Tag Archives: Kopper King

King of the Garden

4 Jul

At the center of every flower bed, I have one focal flower. In Garden 3 (G3) that flower is a Hibiscus (Kopper King), and when it is in bloom, it commands attention. This year, it is more than 5 feet tall, though it didn’t start out that way. In fact, the first spring after I planted it, I thought I had killed it.  I dutifully cut it down in Fall 2010 to about 8 inches above the ground and let it settle in for the winter.  And then in Spring 2011, nothing happened. All other plants were emerging, but not the Kopper King.  I was about to dig it up in defeat one day when I noticed tiny shoots emerging around the old wood from the previous year. And those shoots took off. Kopper King may be a late bloomer, but it makes up for it with warp-speed growth.

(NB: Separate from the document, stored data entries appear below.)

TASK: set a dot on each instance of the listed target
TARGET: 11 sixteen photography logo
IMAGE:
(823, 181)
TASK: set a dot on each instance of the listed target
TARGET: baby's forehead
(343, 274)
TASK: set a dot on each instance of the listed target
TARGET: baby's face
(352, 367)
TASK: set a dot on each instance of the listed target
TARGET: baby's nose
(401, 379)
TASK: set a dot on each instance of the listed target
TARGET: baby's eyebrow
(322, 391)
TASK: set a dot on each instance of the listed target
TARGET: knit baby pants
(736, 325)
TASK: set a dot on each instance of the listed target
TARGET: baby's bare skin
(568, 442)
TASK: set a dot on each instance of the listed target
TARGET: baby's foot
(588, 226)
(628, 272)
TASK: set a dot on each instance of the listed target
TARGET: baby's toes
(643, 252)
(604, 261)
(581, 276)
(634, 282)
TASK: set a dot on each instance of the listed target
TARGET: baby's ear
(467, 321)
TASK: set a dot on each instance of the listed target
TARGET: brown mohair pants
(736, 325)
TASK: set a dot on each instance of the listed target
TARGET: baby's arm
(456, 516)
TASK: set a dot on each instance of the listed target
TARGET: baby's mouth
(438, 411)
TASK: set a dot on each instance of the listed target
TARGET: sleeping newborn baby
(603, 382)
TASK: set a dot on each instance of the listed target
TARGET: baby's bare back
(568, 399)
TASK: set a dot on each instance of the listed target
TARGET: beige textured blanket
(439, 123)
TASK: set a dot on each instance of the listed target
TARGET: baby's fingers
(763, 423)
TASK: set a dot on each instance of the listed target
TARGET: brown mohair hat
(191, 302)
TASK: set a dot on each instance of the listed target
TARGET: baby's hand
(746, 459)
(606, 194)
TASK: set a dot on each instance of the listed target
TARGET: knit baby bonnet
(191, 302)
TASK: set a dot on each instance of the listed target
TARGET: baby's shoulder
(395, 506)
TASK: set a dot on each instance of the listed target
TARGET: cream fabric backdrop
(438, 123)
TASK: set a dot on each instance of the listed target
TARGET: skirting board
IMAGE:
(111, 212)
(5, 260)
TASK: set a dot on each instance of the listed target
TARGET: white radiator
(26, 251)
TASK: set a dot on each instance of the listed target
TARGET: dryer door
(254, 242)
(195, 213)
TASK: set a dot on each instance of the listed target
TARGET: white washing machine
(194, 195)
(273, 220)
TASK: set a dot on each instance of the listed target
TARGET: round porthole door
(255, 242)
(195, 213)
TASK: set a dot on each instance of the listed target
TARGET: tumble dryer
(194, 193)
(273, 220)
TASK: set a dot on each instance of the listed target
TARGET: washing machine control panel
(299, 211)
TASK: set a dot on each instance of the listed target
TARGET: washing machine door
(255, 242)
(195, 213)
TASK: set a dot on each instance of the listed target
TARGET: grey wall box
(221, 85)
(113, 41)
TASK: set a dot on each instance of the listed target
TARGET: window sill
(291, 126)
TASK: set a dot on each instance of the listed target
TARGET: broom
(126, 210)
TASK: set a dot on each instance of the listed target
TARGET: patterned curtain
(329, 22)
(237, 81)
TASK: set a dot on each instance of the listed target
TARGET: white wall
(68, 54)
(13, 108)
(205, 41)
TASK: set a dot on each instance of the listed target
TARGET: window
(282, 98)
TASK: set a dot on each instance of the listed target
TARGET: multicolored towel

In the lower left of the left-hand photo you can see the Kopper King on May 1, 2012. Well, actually, you can’t see it; the new shoots are still microscopic at this point. But you can see the upside-down flower pots I put around the old wood to keep Schnauzer 1 and Schnauzer 2 from trampling the new growth in their squirrel-chasing rampages through the flower beds. Two brand-new (2012) lilacs are in the background against the fence. The photo on the right shows the Kopper King one month later, in early June.  In less than a month, it grew to the height of the fence. Note the lovely copper-colored foliage.

   

Within a few weeks, the buds had emerged, and then began to open:

  

And voila, on July 4 — a flower the size of a dinner plate, one of many to come from a regal plant that more than earns its place in the garden.